Kepastian jenis kelamin untuk indentifikasi diri merupakan informasi yang tegas tanpa ragu. Dalam setiap pengisian formulir untuk indentifikasi diri sebagai subyek hukum dituntut tanpa keraguan apakah seseorang pria atau wanita. Tidak ada ruang yang ditengah-tengah yang kabur diantara batas pria dan wanita, semua serba penuh kepastian.
Tetapi dalam kenyataannya ditemukan pada beberapa orang-orang tertentu berada dalam wilayah abu-abu tersebut. Bisa saja wujud pisiknya pria tapi ternyata didalamnya terperangkap sosok wanita didalamnya, begitu juga sebaliknya.
Bagi seseorang yang bisa memastikan gender yang dipunyainya tidak ada pertentangan batin pada waktu ditanyakan siapa dirinya apakah wanita atau pria.
Alangkah menderitanya seseorang yang tidak mempunyai kepastian gender dan tidak bisa memutuskan apakah sebetulnya ia pria atau wanita.

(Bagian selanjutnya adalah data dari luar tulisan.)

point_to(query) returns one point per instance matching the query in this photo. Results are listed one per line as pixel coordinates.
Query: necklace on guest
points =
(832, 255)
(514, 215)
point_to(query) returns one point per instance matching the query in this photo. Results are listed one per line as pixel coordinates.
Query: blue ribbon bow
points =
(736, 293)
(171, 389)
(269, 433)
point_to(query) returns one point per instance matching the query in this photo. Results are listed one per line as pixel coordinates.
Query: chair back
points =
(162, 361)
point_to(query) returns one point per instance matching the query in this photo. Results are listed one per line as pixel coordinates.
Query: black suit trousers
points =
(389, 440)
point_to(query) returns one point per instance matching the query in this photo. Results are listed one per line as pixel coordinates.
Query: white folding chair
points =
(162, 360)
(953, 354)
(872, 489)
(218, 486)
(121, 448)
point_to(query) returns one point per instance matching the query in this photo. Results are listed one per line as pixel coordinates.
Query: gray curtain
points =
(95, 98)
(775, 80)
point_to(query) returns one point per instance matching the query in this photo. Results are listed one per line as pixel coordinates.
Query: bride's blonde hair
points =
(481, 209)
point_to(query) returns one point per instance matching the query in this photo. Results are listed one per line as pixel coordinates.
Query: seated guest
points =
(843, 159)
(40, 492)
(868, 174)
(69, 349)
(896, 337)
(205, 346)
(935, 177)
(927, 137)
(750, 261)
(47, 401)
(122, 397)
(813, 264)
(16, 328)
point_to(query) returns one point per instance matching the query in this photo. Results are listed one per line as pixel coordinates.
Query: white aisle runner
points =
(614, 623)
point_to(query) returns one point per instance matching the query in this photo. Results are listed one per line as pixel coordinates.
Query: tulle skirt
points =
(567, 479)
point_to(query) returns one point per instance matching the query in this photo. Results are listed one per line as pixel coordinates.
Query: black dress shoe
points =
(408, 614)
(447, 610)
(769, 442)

Tidak terbayangkan penderitaan psikologis yang berasal dari kecamuk batinnya sendiri dan penderitaan yang berasal dari kecurigaan lingkungan sosialnya. Bagi yang tidak kuat bisa jadi akan mengambil jalan pintas melakukan aksi bunuh diri.

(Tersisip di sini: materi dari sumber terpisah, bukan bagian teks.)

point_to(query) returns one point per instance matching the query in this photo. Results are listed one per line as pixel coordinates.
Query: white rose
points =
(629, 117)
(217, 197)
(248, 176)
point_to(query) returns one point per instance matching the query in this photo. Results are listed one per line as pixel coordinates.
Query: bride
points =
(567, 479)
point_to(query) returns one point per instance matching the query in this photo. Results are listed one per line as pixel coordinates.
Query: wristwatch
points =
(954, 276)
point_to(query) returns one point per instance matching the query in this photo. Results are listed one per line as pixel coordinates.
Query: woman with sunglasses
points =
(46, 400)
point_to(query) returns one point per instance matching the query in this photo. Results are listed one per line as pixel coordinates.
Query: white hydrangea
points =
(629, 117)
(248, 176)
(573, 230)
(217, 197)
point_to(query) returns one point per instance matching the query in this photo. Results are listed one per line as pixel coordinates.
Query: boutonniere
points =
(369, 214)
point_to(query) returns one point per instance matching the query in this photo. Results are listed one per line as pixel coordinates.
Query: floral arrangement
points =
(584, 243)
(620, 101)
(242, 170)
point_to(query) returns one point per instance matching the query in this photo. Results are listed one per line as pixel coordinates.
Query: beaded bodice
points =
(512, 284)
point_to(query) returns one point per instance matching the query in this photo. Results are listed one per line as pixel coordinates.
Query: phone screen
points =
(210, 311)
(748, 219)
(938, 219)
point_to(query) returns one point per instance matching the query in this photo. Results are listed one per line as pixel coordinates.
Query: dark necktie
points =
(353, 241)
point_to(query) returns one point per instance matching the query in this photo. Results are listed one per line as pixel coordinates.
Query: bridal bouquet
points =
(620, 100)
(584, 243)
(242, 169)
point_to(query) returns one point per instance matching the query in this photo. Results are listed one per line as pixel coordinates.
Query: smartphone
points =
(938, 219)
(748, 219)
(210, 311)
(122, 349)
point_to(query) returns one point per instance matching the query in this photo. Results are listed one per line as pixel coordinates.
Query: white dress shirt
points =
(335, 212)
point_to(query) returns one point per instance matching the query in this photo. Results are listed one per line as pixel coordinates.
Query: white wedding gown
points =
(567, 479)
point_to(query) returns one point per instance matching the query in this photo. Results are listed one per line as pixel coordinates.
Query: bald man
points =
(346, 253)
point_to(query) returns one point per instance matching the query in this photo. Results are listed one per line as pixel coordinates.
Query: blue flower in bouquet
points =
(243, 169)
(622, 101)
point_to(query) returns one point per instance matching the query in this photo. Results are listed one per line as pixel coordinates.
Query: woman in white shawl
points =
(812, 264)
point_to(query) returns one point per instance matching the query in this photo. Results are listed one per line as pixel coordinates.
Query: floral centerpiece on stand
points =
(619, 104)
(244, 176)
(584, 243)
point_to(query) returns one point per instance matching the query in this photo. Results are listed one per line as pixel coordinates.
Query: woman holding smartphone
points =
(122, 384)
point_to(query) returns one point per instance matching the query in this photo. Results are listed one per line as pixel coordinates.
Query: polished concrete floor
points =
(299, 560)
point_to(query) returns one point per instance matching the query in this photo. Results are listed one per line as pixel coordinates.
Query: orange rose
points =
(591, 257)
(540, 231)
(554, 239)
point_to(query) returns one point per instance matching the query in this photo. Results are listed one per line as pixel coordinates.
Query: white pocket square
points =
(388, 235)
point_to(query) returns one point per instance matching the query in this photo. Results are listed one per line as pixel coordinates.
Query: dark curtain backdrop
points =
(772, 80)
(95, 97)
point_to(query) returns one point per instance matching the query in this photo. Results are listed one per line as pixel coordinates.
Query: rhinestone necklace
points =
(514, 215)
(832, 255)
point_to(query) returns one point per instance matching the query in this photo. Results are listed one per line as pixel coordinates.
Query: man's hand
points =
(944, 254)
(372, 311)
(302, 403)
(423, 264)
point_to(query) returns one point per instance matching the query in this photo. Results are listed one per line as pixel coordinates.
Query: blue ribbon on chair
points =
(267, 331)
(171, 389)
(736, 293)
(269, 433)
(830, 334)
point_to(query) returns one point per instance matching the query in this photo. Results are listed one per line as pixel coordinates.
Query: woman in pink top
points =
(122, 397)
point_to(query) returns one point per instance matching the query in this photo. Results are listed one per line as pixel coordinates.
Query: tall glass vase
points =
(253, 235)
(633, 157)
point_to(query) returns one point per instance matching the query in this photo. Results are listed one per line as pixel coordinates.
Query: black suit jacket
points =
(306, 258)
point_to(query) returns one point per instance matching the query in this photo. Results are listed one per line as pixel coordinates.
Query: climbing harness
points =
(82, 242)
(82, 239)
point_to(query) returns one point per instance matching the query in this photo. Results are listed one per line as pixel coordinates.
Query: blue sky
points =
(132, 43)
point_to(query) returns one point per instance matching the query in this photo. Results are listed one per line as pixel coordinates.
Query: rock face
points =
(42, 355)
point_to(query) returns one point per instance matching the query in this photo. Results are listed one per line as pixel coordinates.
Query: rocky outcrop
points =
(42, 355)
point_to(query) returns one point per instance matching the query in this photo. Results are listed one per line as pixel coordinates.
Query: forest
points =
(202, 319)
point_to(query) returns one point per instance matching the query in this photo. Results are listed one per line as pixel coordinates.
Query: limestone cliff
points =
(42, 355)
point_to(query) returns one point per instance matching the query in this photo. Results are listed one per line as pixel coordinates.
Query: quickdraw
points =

Penderitaan demikian dialami oleh Aprilia Santini Manganang selama 28 tahun lamanya. Masyarakat mengindentifikasi dirinya sebagai wanita, tapi sebenarnya didalamnya terperangkap pria yang perkasa.
Aprilia telah menyandang ke mana-mana selama 28 tahun status wanita dan diperlakukan sebagai wanita. Statusnya sebagai atlet bola volley nasional dikenal luas dalam katagori atlet wanita, padahal di dalamnya tersembunyi laki2 sejati.
Hipospadia
Dunia medis telah bisa mengungkap fenomena kelainan gender dimana ada beberapa orang yang statusnya wanita tapi sejatinya seorang laki-laki yang mengalami "hipospadia".
Hispospadia sebenarnya adalah kelainan alat kelamin laki-laki yang cukup mudah ditemukan.
Dilansir dari Liputan 6.com, Centers Desease Control and Prevention (CDCP) secara global dan di Amerika Serikat, kasus ini ditemukan satu diantara 250-300 kelahiran hidup meski dengan tingkat kerumitan yang beragam.